Bluespec. The Rust of Hardware Design?

Posted on Oct 7, 2022

My Foray Into Bluespec

In 2017, a senior Phd student in the Synergy Accelerator Lab at Georgia Tech designed a machine learning accelerator engine in BSV - probably because they taught(perhaps still do) BSV as part of the undergrad curriculum at a particular university in Seoul. In 2018, my grad advisor wanted me to synthesize those designs into an FPGA. Since the BSV syntax was foreign to me at the time, I quickly developed an aversion to BSV and never actually bothered synthesizing that accelerator for an FPGA.

For various reasons, I eventually ended up getting involved in LiteX(circa fall 2019), mainly - I noticed a bunch of FPGA implementations published in academia were difficult if not impossible to reproduce, so I wanted my machine learning accelerator design to target a fully open source and reproducible FPGA toolchain. Yosys+NextPNR+OpenOCD formed the toolchain, and LiteX provided the IP needed for DDR3, ethernet, etc.
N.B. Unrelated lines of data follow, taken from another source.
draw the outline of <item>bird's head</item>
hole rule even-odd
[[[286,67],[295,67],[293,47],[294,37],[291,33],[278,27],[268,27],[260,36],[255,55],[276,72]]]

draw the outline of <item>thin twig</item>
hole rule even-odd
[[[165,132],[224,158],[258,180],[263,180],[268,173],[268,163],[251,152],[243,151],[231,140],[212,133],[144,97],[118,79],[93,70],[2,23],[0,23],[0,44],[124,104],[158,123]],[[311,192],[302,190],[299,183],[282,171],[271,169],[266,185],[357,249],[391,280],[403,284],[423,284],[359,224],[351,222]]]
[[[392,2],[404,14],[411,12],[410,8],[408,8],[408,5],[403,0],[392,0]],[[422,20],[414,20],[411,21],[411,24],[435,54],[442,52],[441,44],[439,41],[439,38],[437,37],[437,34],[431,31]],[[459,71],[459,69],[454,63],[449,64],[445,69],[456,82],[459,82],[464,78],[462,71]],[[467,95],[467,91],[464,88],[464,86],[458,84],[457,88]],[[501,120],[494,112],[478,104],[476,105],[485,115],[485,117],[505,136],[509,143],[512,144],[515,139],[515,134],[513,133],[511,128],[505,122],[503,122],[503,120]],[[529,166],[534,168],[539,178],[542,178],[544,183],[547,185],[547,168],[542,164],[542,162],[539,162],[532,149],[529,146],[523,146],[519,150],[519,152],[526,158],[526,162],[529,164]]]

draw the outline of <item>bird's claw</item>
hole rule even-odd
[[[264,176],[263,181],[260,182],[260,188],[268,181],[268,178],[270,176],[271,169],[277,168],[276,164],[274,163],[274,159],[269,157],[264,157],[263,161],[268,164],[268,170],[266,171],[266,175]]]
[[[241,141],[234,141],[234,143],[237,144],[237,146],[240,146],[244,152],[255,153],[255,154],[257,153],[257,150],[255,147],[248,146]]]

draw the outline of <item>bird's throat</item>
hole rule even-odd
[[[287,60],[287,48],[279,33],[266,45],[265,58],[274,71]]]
I was particularly interested in the part of LiteX called LitePcie, which is written in Migen. After experimenting with Migen, I left it for it's spiritual successor, nMigen(now Amaranth), which was new at the time and offered the first class support for module hierarchies that Migen lacked. I then left nMigen for Chisel as nMigen simulation speeds were becoming unacceptably slow for a larger PowerPC design which admittedly wasn't well structured to begin with. In addition to slow nMigen simulation speeds with the built-in simulator, the faster CXXRTL-yosys simulation backend for nMigen was still in its infancy. And after a few months, I left Chisel for SpinalHDL as Chisel had some issues with regards to inspecting single elements in vectors or printing enums during simulation.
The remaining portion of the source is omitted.